Season 1, Episode 1
This is a first look review of HBO’s Divorce starring Sarah Jessica Parker, Thomas Haden Church, and Molly Shannon.
Absent from TV for years, with the exception of a stint on Glee, Sarah Jessica Parker returns to the small screen for another starring role on an HBO series. Divorce is a return to dramedy that leans more towards the drama aspect for Parker. But a show that throws out the possibility of a reconciliation by the end of the episode makes for a decent development for a new show.
Parker stars as Frances, who is married to Thomas Haden Church’s Robert. Like most married couples, they pretty much hate each other -- Frances moreso than Robert. After an altercation involving a drunk friend, Diane (Molly Shannon), and a gun, Frances decides it’s time for her and Robert to split. But he doesn’t want that; he found that the incident should've made them closer. Within minutes, we’re introduced to the only reasons why Frances stayed: the kids. Sure, they’re both embarrassed by their mother -- seen as she walks them to the bus -- but they still love her.

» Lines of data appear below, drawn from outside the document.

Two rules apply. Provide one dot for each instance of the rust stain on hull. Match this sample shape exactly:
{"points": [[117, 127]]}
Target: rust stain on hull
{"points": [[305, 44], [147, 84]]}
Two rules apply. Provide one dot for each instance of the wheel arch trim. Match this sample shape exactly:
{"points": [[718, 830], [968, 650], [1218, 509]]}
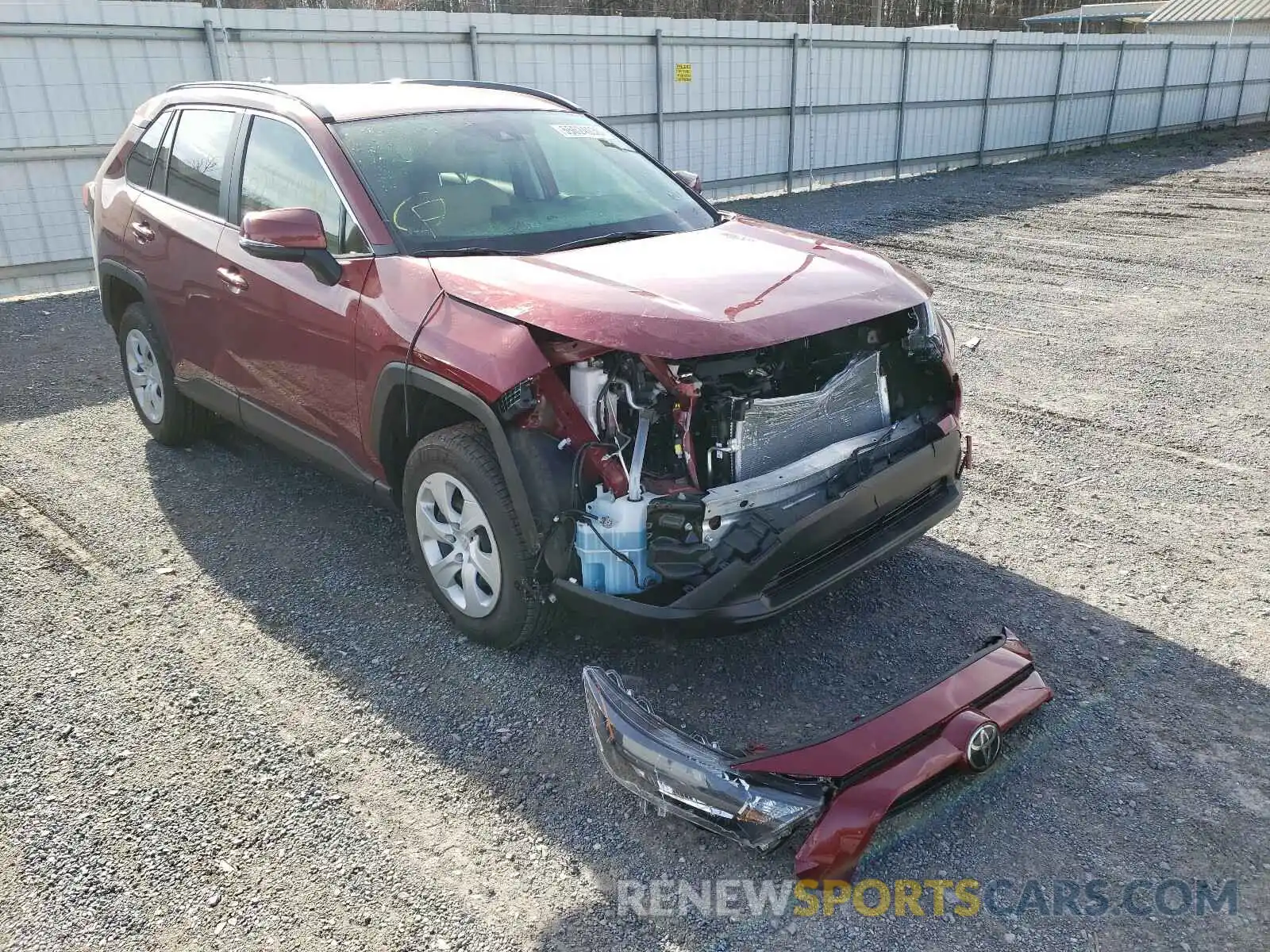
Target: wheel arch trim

Soon after, Frances’ escape is shown. She’s been cheating on her husband with pizza worried Julian (Jemaine Clement) who she informs that she’s getting a divorce. But when he doesn’t return the same affection, she becomes worried that she made the wrong choice and tells Robert she’s ready to give love a second chance. However, her plans are foiled when he calls Julian (who she so stupidly labeled “J” in her phone) and discovers everything.
The first two acts were common fodder for a show about a failing couple. Lies, cheating and emotional truth came off as pedestrian but both Church and Parker’s versions of the characters were done so well that it was easy to look over the faults they deal with. Really, Robert came off as the innocent one even though he was said not to be a good husband. One of the funnier and equally sad scenes involves him trying to bring Frances to orgasm via oral pleasure as she kicks him away only to double down on the divorce talk she would soon reneg.
But it would seem that the writer, Catastrophe’s Sharon Horgan, had other plans down the line. The same honest truths and animosity towards the significant other from the Amazon series is on display in the HBO show. That coupled with Jesse Peretz’s straightforward but engaging direction give Divorce the sincere feeling that everything won’t turn out alright for Frances and Robert.
Should you watch Divorce?
Having never seen Sex and the City or its films, there’s no way to compare the two. Parker did a decent job in this pilot but Church stood out (is he a good actor or is his stilted performance perfect for the role of divorcing dad?). Shannon, too, is a star in the middle of the bleak story. Horgan’s Divorce is a new direction on the same plain as her other show. With the ending 180 turn of an impending divorce, it’s going to be an unusual display of what love really means for these three characters.